No, you just live in a bubble of smart and really driven people.

The vast majority of people's passions are partying, sex, alcohol/drugs, watching sports, gossiping, generally wasting time. Things that mostly

This whole line of thought to me is embarrassingly clueless, naive and basically childish.

It is just mind blowing to me how smart people can't see what a bubble they live in.

I almost suspect, the higher a person's IQ, the more susceptible they are to living in a bubble that basically has nothing to do with the majority of people with an IQ of 100.

there's no reason we couldn't incentivize the important jobs..
How do you make sure that enough people want to do the necessary jobs?

And why do you need money at all in that scenario, at least for the basic items the UBI intends to make affordable to all? Why not just make them free and available to everyone?

You pay for them, on top of UBI.

No UBI proposal I'm aware of proposes UBI replaces salaries or is high enough to satisfy everyone. The "B" is for basic. Most people are not satisfied with earning a basic salary.

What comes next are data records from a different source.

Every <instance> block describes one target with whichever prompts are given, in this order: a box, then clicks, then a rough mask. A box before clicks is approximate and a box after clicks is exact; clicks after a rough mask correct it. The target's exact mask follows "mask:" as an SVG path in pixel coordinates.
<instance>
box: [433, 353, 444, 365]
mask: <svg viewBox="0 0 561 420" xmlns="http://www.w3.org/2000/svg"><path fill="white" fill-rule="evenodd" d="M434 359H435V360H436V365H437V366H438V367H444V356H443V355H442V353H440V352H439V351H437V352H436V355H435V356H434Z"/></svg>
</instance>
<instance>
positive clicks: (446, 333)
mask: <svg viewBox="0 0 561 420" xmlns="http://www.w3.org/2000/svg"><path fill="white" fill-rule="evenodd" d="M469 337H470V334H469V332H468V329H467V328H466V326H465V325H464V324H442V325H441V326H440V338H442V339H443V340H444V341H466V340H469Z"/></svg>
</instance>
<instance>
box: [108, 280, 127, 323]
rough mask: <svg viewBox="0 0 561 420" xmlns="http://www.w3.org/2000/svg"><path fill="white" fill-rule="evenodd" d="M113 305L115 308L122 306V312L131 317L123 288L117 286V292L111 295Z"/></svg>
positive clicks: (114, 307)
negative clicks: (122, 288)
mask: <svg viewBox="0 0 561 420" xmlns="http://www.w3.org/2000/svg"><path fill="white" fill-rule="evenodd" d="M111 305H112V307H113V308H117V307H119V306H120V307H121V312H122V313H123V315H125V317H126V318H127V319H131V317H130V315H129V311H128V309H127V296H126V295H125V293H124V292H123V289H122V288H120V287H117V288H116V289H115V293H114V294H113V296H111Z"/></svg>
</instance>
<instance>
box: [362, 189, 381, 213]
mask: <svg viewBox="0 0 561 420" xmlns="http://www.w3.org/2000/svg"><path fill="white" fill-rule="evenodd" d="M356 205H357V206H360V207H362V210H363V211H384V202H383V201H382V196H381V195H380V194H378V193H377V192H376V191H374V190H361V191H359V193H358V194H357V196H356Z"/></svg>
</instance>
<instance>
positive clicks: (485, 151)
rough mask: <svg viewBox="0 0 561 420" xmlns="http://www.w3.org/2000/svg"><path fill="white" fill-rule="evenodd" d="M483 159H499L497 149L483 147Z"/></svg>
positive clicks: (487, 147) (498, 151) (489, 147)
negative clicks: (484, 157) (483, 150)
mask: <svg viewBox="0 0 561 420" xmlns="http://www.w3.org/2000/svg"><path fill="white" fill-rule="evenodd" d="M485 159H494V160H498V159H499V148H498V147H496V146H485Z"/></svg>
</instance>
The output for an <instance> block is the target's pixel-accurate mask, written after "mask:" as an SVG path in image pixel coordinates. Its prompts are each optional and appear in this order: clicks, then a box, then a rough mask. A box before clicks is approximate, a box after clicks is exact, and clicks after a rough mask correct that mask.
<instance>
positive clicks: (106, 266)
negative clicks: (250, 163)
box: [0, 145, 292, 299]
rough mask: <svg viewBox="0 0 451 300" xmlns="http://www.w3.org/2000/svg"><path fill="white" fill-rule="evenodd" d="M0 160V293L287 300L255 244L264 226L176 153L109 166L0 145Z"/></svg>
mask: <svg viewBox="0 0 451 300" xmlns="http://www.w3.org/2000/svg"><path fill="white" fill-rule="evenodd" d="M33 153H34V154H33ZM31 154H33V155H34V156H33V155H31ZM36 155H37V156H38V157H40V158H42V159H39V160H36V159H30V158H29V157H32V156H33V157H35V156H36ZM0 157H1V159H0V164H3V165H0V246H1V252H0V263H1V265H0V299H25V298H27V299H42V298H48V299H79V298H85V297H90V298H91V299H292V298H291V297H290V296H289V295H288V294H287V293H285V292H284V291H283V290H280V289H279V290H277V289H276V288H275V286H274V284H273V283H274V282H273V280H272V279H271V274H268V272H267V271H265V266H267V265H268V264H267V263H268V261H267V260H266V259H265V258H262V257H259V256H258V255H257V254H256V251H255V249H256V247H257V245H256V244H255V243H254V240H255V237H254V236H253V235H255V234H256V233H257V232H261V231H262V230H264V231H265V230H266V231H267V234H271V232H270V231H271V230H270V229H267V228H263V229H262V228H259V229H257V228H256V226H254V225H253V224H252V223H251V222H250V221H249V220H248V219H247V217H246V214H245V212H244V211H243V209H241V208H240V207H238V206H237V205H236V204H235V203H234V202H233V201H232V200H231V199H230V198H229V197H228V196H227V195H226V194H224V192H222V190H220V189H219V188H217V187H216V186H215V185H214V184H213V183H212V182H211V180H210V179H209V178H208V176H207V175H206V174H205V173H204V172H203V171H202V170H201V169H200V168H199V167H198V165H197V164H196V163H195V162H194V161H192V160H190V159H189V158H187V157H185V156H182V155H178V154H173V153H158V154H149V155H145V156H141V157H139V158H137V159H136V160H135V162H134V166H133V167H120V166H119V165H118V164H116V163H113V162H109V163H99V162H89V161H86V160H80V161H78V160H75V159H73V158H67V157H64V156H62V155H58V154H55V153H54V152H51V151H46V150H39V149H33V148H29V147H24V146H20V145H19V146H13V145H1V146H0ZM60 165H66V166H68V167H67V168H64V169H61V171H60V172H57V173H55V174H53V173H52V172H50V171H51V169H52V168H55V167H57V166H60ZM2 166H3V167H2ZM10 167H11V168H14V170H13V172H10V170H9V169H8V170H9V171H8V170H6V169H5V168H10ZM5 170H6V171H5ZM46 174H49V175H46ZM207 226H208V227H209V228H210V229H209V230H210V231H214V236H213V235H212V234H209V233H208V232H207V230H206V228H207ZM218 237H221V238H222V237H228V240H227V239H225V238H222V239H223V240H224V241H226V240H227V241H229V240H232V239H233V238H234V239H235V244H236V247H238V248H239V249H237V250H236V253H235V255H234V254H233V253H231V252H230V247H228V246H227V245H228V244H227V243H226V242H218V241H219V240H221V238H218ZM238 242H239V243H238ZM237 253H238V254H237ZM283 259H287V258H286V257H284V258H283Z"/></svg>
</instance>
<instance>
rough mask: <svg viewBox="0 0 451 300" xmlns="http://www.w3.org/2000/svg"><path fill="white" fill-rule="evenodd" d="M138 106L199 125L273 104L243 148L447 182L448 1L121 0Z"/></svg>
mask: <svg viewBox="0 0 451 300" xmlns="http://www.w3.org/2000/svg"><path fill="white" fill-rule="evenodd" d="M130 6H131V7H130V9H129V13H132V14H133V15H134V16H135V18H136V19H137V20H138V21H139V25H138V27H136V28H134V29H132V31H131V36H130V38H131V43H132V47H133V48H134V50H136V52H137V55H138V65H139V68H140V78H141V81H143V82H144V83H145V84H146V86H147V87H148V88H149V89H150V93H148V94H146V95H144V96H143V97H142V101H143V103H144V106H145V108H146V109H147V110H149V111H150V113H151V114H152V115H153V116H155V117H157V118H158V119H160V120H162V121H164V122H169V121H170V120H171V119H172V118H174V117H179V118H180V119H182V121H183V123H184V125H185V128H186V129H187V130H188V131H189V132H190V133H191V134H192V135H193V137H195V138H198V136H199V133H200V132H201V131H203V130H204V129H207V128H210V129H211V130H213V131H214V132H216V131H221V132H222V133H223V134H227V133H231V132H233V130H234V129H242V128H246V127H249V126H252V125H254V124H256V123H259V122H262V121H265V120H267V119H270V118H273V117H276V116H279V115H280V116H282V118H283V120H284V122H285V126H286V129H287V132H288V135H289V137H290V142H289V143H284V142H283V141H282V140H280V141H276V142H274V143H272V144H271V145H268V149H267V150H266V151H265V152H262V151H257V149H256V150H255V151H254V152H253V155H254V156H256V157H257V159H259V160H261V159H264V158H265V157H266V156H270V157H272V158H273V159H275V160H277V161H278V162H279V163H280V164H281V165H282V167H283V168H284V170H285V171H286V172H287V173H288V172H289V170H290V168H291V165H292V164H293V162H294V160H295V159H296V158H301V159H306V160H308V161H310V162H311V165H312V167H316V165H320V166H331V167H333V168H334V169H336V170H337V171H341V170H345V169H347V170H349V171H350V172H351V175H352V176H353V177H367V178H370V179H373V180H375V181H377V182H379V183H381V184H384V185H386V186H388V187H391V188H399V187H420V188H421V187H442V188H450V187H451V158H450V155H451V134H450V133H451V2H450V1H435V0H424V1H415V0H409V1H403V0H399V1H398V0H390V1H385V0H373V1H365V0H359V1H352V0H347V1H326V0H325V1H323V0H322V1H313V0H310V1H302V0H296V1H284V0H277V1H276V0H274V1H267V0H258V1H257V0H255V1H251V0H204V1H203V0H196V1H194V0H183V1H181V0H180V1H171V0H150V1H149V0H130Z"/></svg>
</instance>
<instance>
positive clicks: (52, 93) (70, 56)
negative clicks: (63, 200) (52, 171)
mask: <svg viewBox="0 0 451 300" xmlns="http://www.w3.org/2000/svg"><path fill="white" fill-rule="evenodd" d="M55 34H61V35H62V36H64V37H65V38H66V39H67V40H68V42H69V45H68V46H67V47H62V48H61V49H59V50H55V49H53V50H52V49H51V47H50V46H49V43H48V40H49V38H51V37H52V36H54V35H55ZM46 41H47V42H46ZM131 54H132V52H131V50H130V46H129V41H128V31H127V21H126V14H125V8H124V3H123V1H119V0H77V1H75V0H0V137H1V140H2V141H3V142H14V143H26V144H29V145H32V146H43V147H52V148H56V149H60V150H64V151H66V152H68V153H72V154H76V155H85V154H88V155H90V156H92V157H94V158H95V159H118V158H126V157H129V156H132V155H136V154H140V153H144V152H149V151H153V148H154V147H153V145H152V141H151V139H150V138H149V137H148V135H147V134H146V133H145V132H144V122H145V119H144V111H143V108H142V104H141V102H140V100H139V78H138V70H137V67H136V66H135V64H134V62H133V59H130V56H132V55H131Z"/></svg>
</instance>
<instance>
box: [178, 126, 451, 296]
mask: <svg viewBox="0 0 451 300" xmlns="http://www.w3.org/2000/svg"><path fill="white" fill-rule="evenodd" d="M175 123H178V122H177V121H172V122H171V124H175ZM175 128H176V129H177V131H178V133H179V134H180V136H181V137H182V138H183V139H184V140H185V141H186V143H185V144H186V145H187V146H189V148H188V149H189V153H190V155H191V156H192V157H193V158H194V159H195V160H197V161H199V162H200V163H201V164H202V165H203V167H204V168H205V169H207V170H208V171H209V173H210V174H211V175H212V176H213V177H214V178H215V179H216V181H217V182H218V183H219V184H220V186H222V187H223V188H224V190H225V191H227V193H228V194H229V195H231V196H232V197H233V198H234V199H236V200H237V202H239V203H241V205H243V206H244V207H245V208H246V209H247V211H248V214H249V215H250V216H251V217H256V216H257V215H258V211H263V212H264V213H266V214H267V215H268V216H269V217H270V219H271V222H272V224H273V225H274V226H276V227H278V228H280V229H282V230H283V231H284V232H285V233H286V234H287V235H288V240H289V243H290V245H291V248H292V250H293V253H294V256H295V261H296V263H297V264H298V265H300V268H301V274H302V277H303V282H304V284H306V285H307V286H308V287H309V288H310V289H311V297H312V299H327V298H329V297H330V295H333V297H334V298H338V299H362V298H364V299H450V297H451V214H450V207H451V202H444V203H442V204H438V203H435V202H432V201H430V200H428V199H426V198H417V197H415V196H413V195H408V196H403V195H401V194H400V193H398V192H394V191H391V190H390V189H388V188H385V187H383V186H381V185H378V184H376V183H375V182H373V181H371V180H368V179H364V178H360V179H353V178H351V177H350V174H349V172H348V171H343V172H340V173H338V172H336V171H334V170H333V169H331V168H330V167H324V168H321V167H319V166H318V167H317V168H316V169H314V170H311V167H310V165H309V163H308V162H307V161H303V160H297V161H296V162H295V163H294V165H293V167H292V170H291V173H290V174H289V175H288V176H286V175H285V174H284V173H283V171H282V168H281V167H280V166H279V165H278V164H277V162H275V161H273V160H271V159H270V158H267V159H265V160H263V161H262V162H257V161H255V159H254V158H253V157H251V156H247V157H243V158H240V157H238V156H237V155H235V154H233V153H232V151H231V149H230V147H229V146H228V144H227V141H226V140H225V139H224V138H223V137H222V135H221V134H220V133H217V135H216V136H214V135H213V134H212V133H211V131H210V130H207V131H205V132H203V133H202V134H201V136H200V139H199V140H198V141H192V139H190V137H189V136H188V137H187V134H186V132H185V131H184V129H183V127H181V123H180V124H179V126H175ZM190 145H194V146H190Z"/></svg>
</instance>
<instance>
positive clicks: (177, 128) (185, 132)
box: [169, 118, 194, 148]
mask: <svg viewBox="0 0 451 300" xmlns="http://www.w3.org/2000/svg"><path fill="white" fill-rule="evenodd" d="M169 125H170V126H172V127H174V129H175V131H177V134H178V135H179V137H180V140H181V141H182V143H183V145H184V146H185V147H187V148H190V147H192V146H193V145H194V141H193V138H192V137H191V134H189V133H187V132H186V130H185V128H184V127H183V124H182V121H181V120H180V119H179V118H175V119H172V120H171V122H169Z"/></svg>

I was very surprised during the pandemic response to see how many people were happy to take government checks plus unemployment rather than working.

I know a few people with small businesses in various manufacturing industries. They all had a really hard time finding enough people to work while stimulus checks were going out.

People wouldn't make quite as much, but they were happy to stay home and have the basics for "free" rather than have a job.

Perhaps this is more a statement of the working conditions there than a comment on what people actually want to do.
That's the most anti-social aspect of the UBI.

Historically, jobs or professions always existed around the intrinsic motivation of the person working and around the needs of the society around that person.

So you could become a poet, but if you do not write poems that people like you would starve. Or you could become a farmer and provide the best apples in your city and you will earn a more than deserve income.

That's why free economies have developed historically so much better than any centrally planned economy.